Shortly after this – The Cure were all over the radio with “Friday I’m In Love” an incredible, perfect melancholy pop song that ate its way into my brain. It was also a mirror of the longing feeling I had towards my first crush, who I never let know how I had fallen head over heels for. The impact here, was seeing how music could not only reflect feelings, it could enhance them, or help you through them. I saw the music video on some TV show and wow. The look of the band, Robert Smith particularly, like something from another world. And so began a lifelong relationship with The Cure that has only grown stronger over the years. A band creating their own world and sending postcards to the rest of us.
Nirvana were bubbling away in the background blowing up whilst I was listening to the Cure and still obsessing over Guns N Roses. I missed it all until we got cable TV, and subsequently MTV. Now I was exposed to many more bands – but it being MTV can I say it was the music or the visuals? – I can say it was both – a theme here for me, that I am only uncovering as I write this, is that all the things I love musically are wrapped up in a stunning visual package. One day I saw the video for Heart Shaped Box. Kurt Cobain’s blue eyes and that silver shirt. The religious imagery. There was pain and anguish in the music, a first for me. I was hooked. In Utero was put on my Christmas list in 1993 – and was one of my first CD that I received on the day – along with a CD player. Kurt would be dead a few months later. I was watching MTV when the news broke.

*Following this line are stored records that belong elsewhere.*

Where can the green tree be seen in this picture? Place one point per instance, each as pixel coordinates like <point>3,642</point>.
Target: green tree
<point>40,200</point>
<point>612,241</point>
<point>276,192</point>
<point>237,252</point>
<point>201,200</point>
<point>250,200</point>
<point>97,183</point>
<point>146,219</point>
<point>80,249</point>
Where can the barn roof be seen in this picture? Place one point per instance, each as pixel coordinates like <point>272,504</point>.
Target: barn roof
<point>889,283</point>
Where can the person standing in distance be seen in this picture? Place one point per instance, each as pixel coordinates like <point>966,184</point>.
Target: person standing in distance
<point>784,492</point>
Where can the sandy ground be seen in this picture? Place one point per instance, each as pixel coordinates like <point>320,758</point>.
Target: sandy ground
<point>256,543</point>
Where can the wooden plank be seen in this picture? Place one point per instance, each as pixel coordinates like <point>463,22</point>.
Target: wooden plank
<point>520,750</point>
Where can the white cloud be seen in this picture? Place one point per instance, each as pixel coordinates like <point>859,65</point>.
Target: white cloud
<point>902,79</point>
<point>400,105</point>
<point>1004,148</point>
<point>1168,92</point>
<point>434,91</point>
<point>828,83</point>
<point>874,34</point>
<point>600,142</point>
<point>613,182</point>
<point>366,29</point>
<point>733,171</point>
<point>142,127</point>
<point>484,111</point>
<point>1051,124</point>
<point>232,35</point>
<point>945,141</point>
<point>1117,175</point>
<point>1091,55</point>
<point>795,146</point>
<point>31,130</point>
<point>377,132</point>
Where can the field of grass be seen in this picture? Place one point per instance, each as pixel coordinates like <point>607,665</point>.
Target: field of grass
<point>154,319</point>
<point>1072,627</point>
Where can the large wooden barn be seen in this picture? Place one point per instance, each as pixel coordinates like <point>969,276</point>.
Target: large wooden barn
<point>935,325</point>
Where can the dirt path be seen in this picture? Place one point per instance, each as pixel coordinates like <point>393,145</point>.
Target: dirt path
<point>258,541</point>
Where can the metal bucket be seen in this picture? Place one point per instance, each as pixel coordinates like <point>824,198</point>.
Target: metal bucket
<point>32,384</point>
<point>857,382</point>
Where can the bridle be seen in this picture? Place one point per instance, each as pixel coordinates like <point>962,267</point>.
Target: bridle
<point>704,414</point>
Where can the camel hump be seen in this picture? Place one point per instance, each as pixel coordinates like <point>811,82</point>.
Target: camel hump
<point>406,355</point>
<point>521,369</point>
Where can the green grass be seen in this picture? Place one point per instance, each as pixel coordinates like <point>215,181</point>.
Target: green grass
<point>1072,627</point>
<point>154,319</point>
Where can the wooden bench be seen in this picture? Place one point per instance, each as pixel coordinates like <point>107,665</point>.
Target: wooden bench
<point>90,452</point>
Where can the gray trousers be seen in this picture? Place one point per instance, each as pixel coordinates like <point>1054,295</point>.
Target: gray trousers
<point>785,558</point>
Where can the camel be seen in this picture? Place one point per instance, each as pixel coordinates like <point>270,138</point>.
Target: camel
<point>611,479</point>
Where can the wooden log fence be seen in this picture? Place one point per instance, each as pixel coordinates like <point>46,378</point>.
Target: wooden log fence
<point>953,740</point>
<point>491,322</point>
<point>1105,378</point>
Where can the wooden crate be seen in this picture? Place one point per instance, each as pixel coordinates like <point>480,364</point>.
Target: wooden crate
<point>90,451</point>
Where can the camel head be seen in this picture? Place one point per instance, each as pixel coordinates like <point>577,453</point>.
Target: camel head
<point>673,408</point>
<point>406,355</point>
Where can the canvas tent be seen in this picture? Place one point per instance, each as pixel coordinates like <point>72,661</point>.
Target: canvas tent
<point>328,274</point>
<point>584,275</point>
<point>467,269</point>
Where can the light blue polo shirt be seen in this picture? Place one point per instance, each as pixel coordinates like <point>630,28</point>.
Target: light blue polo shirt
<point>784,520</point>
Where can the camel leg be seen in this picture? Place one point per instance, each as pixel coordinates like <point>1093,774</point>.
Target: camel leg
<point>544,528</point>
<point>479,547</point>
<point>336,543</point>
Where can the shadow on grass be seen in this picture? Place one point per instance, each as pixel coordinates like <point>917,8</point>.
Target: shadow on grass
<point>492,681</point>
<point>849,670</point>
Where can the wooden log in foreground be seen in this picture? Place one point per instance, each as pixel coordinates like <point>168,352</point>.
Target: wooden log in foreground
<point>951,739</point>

In 1994 I attended my first gig at 14 years old. I went with a friend, though I cannot remember who it was. The Cranberries were blowing up with Dreams and Linger. I loved the Cranberries 1st album Everybody Else Is Doing It, So Why Cant We. I got to see them play in Wolverhampton. I never developed into a big fan, but that 1st record is perfect and beautiful, and it was a really great gig.
Sometime after this. I discovered the next love of my musical life, Smashing Pumpkins. A friend gave me a tape – on the one side was Troublegum by Therapy? (A damn fine album) – which is the album I had asked them to tape for me. On the other, they put most (not all as it would not fit) of Siamese Dream by Smashing Pumpkins. Like the Cure – this was music from another world. It was accessible to me because some of the rawness of Nirvana was there – but this music, the songs had intros, outro’s, fade-ins, wild guitar solo’s, an enormous sound, and riffs. The songs mixed brutal heaviness with fragile beauty. This was really accomplished music and wholly original again. They became my favourite band for the longest time – and I still do love them now. At this point in my life I had still not yet picked up a guitar. I think this was the one that germinated the seed. As a side note, there was a bunch of articles recently about how Billy Corgan felt he could play circles around most guitarists in these “best guitarist ever” lists and was unfairly overlooked. He came across quite narcissistic and whiny, but I will say this – he is right. One of my biggest influences as a guitar player (along with Jerry Cantrell whom we will get to later).